Curtas

Roberto Vietri

Em 'Desmanche, construção e (dis)junção: oxigênio e outros trabalhos', artista paulistano leva "praia" para dentro da Galeria Janete Costa, no Parque Dona Lindu, e questiona a permanência

TEXTO Sofia Lucchesi

16 de Novembro de 2017

Uma das obras do conjunto 'Outros trabalhos', de Roberto Vietri, que compõe a sua primeira individual no Nordeste

Uma das obras do conjunto 'Outros trabalhos', de Roberto Vietri, que compõe a sua primeira individual no Nordeste

Foto Roberto Vietri/Divulgação

Certa vez, o crítico e historiador Georges Didi-Huberman falou sobre a existência de imagens intermitentes, como de uma luz pulsante, passageira e frágil. “Imagens-vagalumes”, que possuem uma “vocação” para movimento constante. São imagens de resistência, que (re)existem mesmo em sua impermanência e transitoriedade, numa alusão à arte e ao próprio fazer artístico.

Hoje, com o processo de forte desvalorização que as instituições de arte e cultura têm passado, as "imagens-vagalumes" parecem estar ainda mais vulneráveis. Vivenciando na pele esse processo, o artista paulistano Roberto Vietri realiza sua primeira individual no Nordeste, na Galeria Janete Costa, no Parque Dona Lindu.
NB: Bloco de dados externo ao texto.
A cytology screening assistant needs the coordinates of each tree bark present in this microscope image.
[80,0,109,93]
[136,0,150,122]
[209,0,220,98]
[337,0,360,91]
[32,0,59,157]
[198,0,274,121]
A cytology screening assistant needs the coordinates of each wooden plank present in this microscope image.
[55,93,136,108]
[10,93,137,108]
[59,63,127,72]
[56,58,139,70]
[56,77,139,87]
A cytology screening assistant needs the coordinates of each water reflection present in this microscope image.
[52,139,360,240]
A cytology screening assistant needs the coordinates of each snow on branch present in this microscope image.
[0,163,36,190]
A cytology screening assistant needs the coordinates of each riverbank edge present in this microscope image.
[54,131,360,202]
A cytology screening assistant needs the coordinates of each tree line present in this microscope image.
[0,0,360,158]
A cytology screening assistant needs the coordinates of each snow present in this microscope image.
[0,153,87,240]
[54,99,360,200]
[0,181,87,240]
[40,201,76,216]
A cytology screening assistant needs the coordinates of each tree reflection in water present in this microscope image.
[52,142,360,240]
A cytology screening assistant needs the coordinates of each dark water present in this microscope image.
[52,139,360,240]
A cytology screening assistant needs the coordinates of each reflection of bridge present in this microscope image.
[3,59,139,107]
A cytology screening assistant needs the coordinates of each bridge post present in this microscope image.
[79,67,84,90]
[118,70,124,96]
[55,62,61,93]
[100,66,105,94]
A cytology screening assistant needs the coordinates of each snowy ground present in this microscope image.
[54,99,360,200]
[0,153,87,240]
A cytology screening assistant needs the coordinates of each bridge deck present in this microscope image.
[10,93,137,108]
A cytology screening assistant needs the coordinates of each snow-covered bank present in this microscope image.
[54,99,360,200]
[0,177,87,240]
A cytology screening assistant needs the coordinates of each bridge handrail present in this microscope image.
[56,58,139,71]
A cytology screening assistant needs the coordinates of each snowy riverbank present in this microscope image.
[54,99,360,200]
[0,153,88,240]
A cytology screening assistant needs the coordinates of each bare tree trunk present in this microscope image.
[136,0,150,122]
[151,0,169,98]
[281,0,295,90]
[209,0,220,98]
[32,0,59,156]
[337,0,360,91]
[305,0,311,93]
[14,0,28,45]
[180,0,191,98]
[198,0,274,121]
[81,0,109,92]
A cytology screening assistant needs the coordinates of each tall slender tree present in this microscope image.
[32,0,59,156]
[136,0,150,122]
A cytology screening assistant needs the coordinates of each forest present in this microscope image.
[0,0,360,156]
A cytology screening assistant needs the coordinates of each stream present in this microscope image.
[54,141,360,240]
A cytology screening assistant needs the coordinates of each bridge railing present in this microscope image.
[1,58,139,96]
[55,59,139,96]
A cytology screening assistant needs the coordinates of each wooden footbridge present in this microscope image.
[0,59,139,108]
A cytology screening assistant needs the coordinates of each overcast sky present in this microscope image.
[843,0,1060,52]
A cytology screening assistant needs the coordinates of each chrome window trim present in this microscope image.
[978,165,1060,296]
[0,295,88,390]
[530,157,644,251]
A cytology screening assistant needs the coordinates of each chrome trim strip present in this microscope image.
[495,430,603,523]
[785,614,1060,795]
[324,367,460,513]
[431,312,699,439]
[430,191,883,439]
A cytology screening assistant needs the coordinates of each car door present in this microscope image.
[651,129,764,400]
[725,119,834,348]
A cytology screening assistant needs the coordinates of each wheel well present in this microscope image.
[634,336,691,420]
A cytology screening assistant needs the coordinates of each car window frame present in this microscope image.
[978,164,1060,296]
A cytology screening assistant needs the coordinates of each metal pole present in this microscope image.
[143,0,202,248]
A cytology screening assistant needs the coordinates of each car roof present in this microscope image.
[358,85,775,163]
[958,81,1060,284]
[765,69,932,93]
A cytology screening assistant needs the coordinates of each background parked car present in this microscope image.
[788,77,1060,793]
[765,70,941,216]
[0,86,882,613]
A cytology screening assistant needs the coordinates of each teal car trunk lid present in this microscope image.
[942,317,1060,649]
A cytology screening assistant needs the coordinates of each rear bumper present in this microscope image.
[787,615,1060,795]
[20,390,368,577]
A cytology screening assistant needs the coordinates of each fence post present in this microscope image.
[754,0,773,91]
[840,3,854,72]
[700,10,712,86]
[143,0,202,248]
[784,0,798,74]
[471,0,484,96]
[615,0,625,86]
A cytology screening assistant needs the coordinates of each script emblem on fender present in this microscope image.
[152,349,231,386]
Desmanche, construção e (dis) junção: oxigênio e outros trabalhos havia sido selecionada pelo edital da Prefeitura do Recife, em 2015, e só pôde ser realizada agora, devido a um atraso no pagamento - outros artistas sequer receberam.

Em reação ao processo conturbado que a arte sofre em todo o país, o artista traz à galeria a instalação Oxigênio, que consiste numa “praia imaginária” - na verdade, bastante real: foram seis caminhões de areia (de construção) para preencher cerca de um terço do espaço da galeria, o que equivale 210 m² de “praia”. Com curadoria assinada por Gal Neves, a mostra, com abertura na quinta-feira (16/11), segue em cartaz até 8 de fevereiro de 2018. O horário de visitação é de quarta a domingo, das 12h às 19h.

“Eu trouxe para o espaço institucional essa fragilidade da areia, dessa praia construída, como um refúgio, um castelo de areia, mas onde a fragilidade da própria instituição em si está em cheque. É um castelo que está ‘protegido’ entre aspas, porque existe uma atuação de forças externas”, pontua Vietri, cujos trabalhos possuem forte teor conceitual. “É um espaço de experimentação e vivência, onde o público pode fazer o que quiser. Além disso, haverá artistas convidados com ações, atos e performances nessa praia imaginária. A instalação é um convite para a atuação, sendo um espaço para a colaboração, trazendo essa classe da cultura que está sendo atacada de todas as formas”, explica o artista. Durante a abertura, alguns artistas da cidade - como a Ana Lira e Nando ZV - estarão intervindo no espaço.

Além da instalação, a mostra conta também com o conjunto Outros trabalhos - para qual a exposição havia sido originalmente selecionada -, costurando uma uma espécie de “jogo” de improvisações visuais. São paredes construídas dentro da galeria que não servem apenas para expor as fotografias e vídeos, mas agem como outras instalações que compõem a narrativa, num percurso que convida o visitante a entrar no "jogo". 

Nas imagens, restos, lixo, formas a serem completadas e outras paredes - uma metalinguagem, como se fossem telas em branco esperando para serem preenchidas, reconstruindo e ressignificando esses espaços. Em um dos vídeos, caminhões carregam fragmentos de coisas que um dia já foram e hoje já não são mais, em um fluxo circular contínuo, um movimento de ruptura incessante. Sendo a arte esse próprio terreno mutável, é na sua capacidade de movimentação onde reside sua potência. É na impermanência onde os antigos castelos de areia são reinventados, quebrando velhas fortalezas e abrindo um novo campo de possibilidades. Ruína também é recomeço. 

SOFIA LUCCHESI, estagiária da Continente, estudante de Jornalismo da Unicap e fotógrafa.